Black-tailed godwits, Leighton Moss

Tuesday, 16 July 2024

Pennington Flash

Egyptian geese 

After getting home exhausted and having an extremely ropey night's sleep with the after-effects of the high pollen count I wasn't in the market for anything energetic today. I spend most of the year forgetting that the allergic reactions aren't just sneezing fits, a runny nose and itchy eyes and ears then get a shock when I run into the hay fever season. The best way to describe it is like being a puppet with the strings cut. Anyway, I wasn't up for much. The dawn chorus these days is just "my" blackbird — the one at the station doesn't start replying til quite late on. It's past six before the first of the woodpigeons takes to song and later yet before the collared dove can be bothered.

I'd looked for Egyptian geese at Pennington Flash last week and had no luck so seven flew in over the weekend. I thought I'd best bob over and add them to the year list before they did a flit. 

I got the 126 over to Leigh and the 610 to the St Helens Road entrance to Pennington Flash. I was worried that I'd timed my arrival badly as four police cars and a police van pulled up at the entrance but the occupants all went the opposite way to me so that was alright then.

Hedgehog
I've no idea what the white thing in its ear is, I didn't get close enough to find out because I didn't want to stress it.

It was a lot quieter this week than last. A garden warbler singing at the entrance was unexpected, the blackcaps, blackbirds and chiffchaffs seemed to be singing at quarter strength. A young hedgehog was snuffling along the grass verge, I hope the dogs on walkies leave it alone.

Egyptian geese 

I got to the car park and the first thing I saw was seven Egyptian geese grazing by the picnic bench.
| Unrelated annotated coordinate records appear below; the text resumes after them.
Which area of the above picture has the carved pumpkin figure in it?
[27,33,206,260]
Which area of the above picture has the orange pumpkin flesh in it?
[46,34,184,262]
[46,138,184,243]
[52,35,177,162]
I'm not good with Egyptian geese, three looked to have juvenile feathering on their wings and shoulders, I wasn't sure of a fourth and was only really sure that two were adults.

Egyptian geese 

Egyptian geese 

Coots

The coots, mute swans, mallards and Canada geese were pretty much as last week. The great crested grebes were harder to find, there were marginally more herring gulls and fewer black-headed gulls and I couldn't find any tufted ducks, terns or the common scoter. A few sand martins and swifts hawked low over the water. I kept scanning the dark shapes scything over the water just in case one might be a black tern, one of the missing items on the year list. They were all swifts. Still, don't look don't see.

Juvenile black-headed gull

Horrocks spit

There were no waders whatever on the spit at the Horrocks Hide which is unusual. The middle of the spit was awash with flowers so who knows what was hiding there. I did notice there were a couple of great crested grebes on nests out on the bight.

Horrocks spit

No reed buntings were singing and the reed warbler only piped up when it noticed I was having a nosy at its reedbed. The usual Cetti's warbler called but didn't sing again.

The reed warblers' pool 

There was a confusion of mallards and gadwalls on the Tom Edmondson Hide with all the drakes in eclipse and a lot of not quite full grown mallard ducklings mingling with the gadwalls. You can't even rely on telling them apart easily by the speculums on their wings (the coloured patches on their secondary feathers — blue with white borders in mallards, white and chestnut in gadwalls) as some of the birds had moulted them and hadn't grown replacements yet. Luckily if you get a big enough group like this the difference in the structure of the beaks becomes noticeable. It's a subtle difference that's not obvious if you see one or two on their own.

The wind was blowing the reeds about at Ramsdales which gave me fleeting views of a teal and a nesting moorhen amongst the mallards. And no waders.

Leeds and Liverpool Canal 

I didn't have the energy for the traipse back to St Helens Road so I walked up to the canal, crossed over and walked into Plank Lane for the 584 back to Leigh. The 126 got back to the Trafford Centre just in time for me to miss the 25 home so I got the 250 and walked home through an eerily silent park. Even the magpies were silent.